Fear just sold more copies in its first week than any book in publisher's history

Over a million copies have been purchased.

fear
Photo: Win McNamee/Getty Images; Simon + Schuster

Who says the book business is dying?

Simon & Schuster announced Tuesday that Fear, Bob Woodward’s blockbuster exposé of the day-to-day dysfunction in the Trump Administration, has sold more copies in its first week than any book in the publisher’s storied history. You read that correctly: With 1.1 million Fear units ordered, it’s the biggest first-seven-days success that Simon & Schuster has ever seen. Fear is already in its 10th reprint. (It was published on Sept. 11.)

The news is particularly remarkable given that Fear is only the latest book revealing the inner-workings of the Trump White House to grab headlines. Michael Wolff’s Fire and Fury started the trend at the beginning of the year, and sold 500,000 copies within two weeks. James Comey’s A Higher Loyalty fared even better, topping 300,000 sales in its first week. And by comparison, Omarosa Manigault-Newman’s memoir Unhinged sold a paltry 34,000 units over those initial seven days. But all were no. 1 New York Times best-sellers, an indication of just how mammoth Fear‘s numbers are right now.

Fear, like Fire and Fury, features hundreds of interviews with insiders and firsthand witnesses to what’s gone on inside of the Trump bubble.
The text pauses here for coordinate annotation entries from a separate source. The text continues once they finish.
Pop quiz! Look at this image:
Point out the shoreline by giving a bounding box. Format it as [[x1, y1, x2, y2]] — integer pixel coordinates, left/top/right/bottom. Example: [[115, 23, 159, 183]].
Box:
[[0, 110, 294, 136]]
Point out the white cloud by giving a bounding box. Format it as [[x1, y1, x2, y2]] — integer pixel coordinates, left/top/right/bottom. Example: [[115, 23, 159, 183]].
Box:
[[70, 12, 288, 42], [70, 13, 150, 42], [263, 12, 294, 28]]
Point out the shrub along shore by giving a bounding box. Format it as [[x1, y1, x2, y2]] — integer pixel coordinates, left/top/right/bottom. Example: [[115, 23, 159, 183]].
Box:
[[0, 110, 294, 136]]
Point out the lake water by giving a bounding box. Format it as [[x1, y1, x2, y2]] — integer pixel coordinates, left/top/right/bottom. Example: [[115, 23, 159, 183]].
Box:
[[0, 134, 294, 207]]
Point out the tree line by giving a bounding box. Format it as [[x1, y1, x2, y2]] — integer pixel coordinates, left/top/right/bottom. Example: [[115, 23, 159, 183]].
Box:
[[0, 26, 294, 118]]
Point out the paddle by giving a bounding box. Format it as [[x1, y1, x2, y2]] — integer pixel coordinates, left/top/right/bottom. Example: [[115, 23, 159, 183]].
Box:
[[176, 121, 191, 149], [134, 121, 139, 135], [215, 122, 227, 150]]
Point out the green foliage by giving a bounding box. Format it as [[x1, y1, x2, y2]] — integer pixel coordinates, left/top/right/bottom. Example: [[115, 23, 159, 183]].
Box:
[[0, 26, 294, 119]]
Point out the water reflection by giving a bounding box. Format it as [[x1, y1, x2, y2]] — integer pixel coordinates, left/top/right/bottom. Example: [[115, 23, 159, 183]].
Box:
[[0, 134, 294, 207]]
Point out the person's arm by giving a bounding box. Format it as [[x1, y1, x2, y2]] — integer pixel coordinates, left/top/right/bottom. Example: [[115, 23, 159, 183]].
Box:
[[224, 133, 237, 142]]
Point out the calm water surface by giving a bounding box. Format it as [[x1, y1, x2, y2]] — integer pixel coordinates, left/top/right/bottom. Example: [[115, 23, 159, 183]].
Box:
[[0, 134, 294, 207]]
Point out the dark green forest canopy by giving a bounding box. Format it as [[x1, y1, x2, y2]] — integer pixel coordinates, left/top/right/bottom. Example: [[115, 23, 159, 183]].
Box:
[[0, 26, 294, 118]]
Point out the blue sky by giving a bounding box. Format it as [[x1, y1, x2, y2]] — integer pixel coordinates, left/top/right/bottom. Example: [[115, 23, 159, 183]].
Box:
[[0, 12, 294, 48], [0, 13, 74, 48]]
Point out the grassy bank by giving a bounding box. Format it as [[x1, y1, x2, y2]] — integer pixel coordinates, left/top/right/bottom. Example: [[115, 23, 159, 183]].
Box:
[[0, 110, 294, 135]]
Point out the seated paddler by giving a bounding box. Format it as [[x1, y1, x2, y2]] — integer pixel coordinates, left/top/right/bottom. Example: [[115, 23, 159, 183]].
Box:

But the book has been met with even more interest and coverage because, unlike Michael Wolff’s gossipy and unreliable reputation, Woodward is a distinguished, highly respected journalist with a proven track record when it comes to getting to the truth about U.S. presidents. In the book, Woodward claims Defense Secretary Jim Matthis described Trump as having the understanding of “a fifth or sixth-grader”; that chief of staff John Kelly called the president “an idiot”; and that Trump refers to Attorney General Jeff Sessions as a “traitor” and a “dumb Southerner.”

The overall portrait Woodward paints is one of widespread, alarming dysfunction in which staffers ignore Trump’s bluster and extremism for the preservation of the country’s order. (Perhaps the most publicized example: In April 2017, Trump called Mattis and said he wanted to assassinate Syrian dictator Bashar al-Assad. “Let’s f—ing kill him!” Trump is quoted as saying. “Let’s go in. Let’s kill the f—ing lot of them.” Mattis, per Woodward, then told a senior aide, “We’re not going to do any of that. We’re going to be much more measured.”)

In a statement, White House Press Secretary Sarah Huckabee Sanders said, “This book is nothing more than fabricated stories, many by former disgruntled employees, told to make the president look bad.” Kelly issued a statement denying that he “ever called the President an idiot.”

Of course, Fear isn’t ending the trend. Several books are still coming down the pike, including Stormy Daniels’ memoir, which reportedly includes a rather grotesque description of the president’s anatomy, and a newly-announced tell-all from Andrew McCabe, the Deputy FBI Director who Trump controversially fired.

Safe to say, at least, that they won’t be beating out these numbers.

This headline has been updated to reflect that the amount of first-week copies sold was the most in Simon & Schuster’s history, not publishing at large.